La polemica sulla marijuana tolta dalla manovra ha monopolizzato il dibattito sulla fiducia alla legge di bilancio. Come spesso accade, hanno preso il sopravvento questioni cariche di valori simbolici più che di zeri nella contabilità. Lo scontro sul fumo, tanto per capirci, è riuscito a fare passare sotto silenzio una serie di dati tutt’altro che trascurabili. Per esempio, le clausole di salvaguardia (aumento di Iva e accise) per il 2020 sono state sterilizzate; ma ne sono state imposte altre, pari a 20,1 miliardi di euro, per il 2021 e ulteriori 27,1 miliardi nel 2022. Tra un anno, insomma, saremo daccapo: il governo in carica farà passare come un trionfo politico sui cattivoni di Bruxelles il fatto di avere sterilizzato le clausole di salvaguardia, e al contempo ne farà inserire altre per il 2023.



Si è giunti a questo voto di fiducia in un clima di generale confusione, sia nella maggioranza sia all’opposizione. È il sintomo di una mancanza di strategia complessiva. Si naviga a vista, il che sorprende soprattutto se si guarda al campo che i sondaggi danno saldamente in testa nel Paese, anche se non al governo, cioè il centrodestra. Nella maggioranza regna il caos tra i grillini, con Luigi Di Maio che si circonda di “facilitatori” per fare non si capisce bene che cosa, se non per evidenziare che il leader politico a 5 Stelle annaspa come un bimbo incapace di nuotare buttato in mare.



Sull’altro campo, c’è da capire il senso della mossa salviniana di proporre un confronto bipartisan su 5 priorità del Paese. Politiche di crescita, giustizia, risparmio, infrastrutture e salute. Manca, incredibilmente, la questione migratoria e della sicurezza: forse i leghisti sono così pieni di sé stessi da pensare di averla già risolta una volta per tutte. Avanzata dal leader considerato più divisivo, la proposta contiene un vero paradosso e probabilmente si iscrive nella strategia di abbandonare i toni da barricata per fare apparire la Lega più conciliante. È una riconversione profonda del salvinismo che richiede tempo e spalle larghe.



L’aspetto più strano, tuttavia, non è che il Salvini diplomatico in giacca e cravatta abbia ormai preso il sopravvento sul Salvini ministro con la felpa. Sorprende invece che il leader del centrodestra si sia rivolto prima al Pd e al M5s che ai suoi cosiddetti alleati, cioè Fratelli d’Italia e Forza Italia. È stata Giorgia Meloni a sottolineare questa contraddizione e così a indebolire la proposta di Salvini. Al punto che il tavolo auspicato dall’ex ministro dell’Interno è andato deserto: nessuno ha raccolto il suo invito.

Davvero Salvini pensava di fare il king maker della situazione?

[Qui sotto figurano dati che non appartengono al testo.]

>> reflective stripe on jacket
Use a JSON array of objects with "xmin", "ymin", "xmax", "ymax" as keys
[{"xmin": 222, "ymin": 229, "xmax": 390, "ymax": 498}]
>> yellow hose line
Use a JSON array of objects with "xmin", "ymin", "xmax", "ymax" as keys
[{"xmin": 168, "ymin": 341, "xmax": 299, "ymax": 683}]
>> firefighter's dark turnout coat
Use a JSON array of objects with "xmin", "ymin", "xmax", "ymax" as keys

Più probabile che, cercando di stanare alleati e avversari, il leghista abbia in realtà guadagnato tempo per sé. Egli deve capire che cosa fare dopo il risultato dell’Emilia-Romagna, sul quale ha puntato moltissimo ma il cui esito è sempre più incerto. La leghista Lucia Borgonzoni non sta facendo una campagna efficace mentre Stefano Bonaccini sembra consolidarsi come il candidato “meno peggio”.

E poi c’è il problema di dare sostanza a quei 5 punti su cui Salvini ha chiamato al confronto. Quali idee ha lui sul futuro del Paese, su crescita, giustizia, eccetera? Non è ancora ben chiaro. Al momento la strategia sembra quella di non dare troppo fastidio al guidatore, cioè al governo, per evitare il rischio di diventare guidatori senza avere la patente.